Hazeem recounts an incident with a peddler who was going through a tough time.
“He was going through a particularly difficult period with some tension with his family, worsening health conditions that led to hospitalisation and a seeming cut in financial assistance. We acted as a listening ear and a group that he could comfortably turn to for moral support,
“We visited him at the hospital and helped him clarify his financial assistance issues with MSF, and it really warmed our hearts when during those conversations he referred to us as ‘his friends’.” says Hazeem.
In the future, TSP will continue to engage these peddlers, and use its social media platforms for advocacy and building new perspectives.
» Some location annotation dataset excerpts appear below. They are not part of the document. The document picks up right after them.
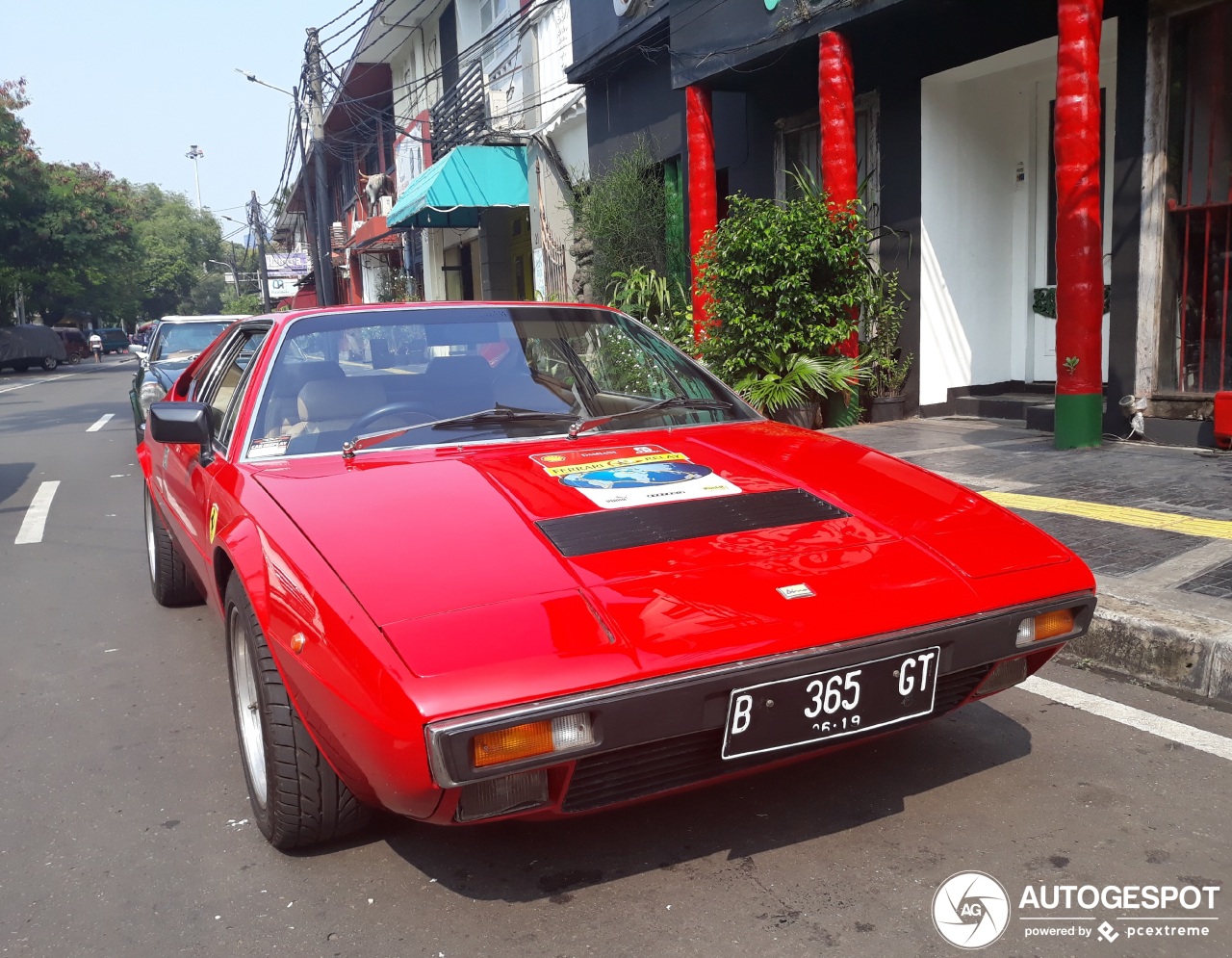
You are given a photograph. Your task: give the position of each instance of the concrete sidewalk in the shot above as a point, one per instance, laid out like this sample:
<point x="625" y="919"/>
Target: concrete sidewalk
<point x="1155" y="524"/>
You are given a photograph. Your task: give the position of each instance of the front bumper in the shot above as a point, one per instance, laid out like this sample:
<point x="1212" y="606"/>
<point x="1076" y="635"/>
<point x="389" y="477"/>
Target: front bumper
<point x="664" y="734"/>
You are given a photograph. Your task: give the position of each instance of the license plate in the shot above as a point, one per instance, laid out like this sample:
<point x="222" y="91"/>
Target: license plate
<point x="831" y="704"/>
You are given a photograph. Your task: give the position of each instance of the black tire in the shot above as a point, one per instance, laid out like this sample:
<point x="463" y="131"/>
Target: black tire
<point x="169" y="574"/>
<point x="295" y="795"/>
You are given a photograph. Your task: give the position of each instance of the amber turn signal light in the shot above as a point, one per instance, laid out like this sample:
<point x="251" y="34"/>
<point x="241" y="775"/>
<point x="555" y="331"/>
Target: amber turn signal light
<point x="526" y="741"/>
<point x="1046" y="625"/>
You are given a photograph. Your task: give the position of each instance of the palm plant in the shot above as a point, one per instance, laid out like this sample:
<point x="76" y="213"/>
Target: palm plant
<point x="783" y="380"/>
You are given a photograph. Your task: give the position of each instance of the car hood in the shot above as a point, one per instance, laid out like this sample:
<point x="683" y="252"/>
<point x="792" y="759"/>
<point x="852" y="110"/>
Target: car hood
<point x="449" y="553"/>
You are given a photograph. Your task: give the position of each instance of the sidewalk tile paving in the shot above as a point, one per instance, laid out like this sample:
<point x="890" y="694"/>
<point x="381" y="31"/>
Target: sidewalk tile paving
<point x="1151" y="521"/>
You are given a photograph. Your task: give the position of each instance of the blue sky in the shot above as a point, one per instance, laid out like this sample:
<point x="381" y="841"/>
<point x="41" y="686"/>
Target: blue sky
<point x="132" y="85"/>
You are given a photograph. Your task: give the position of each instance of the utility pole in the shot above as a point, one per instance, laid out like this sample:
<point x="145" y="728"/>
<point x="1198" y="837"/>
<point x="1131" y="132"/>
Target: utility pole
<point x="311" y="225"/>
<point x="317" y="117"/>
<point x="254" y="219"/>
<point x="196" y="153"/>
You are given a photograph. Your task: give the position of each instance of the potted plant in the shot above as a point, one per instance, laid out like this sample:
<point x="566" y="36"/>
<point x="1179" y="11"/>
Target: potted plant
<point x="883" y="358"/>
<point x="787" y="387"/>
<point x="783" y="282"/>
<point x="663" y="306"/>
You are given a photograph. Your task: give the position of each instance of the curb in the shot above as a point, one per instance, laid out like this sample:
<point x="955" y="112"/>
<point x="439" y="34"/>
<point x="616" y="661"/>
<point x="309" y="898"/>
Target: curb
<point x="1182" y="651"/>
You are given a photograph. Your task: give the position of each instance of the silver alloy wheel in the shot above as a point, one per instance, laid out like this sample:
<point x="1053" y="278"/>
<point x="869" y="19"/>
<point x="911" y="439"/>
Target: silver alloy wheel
<point x="247" y="706"/>
<point x="150" y="543"/>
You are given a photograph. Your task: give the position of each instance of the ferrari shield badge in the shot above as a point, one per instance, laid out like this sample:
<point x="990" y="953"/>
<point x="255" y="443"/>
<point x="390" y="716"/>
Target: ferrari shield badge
<point x="624" y="476"/>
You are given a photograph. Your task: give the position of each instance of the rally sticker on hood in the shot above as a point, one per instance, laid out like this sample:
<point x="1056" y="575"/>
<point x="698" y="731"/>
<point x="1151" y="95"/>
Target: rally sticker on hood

It is very important to share these stories and experiences to raise awareness of this group of people in our society, says Hazeem.
What can we do to help?
Consider signing up to volunteer at The Signpost Project’s Facebook page.
This allows them to have an extra pair of hands in their efforts to provide more assistance to the tissue paper peddlers in our community.
In fact, volunteering help towards various communities such as tissue paper peddlers does not always have to begin in the form of a major project or event.
Being compassionate and doing good can always start from small actions, even if it is as simple as greeting our tissue paper peddlers, or buying from them when we see them.
“Some problems will always exist somewhere; it’s really all about being more observant in terms of how people feel around you who might need your help,” Hazeem says.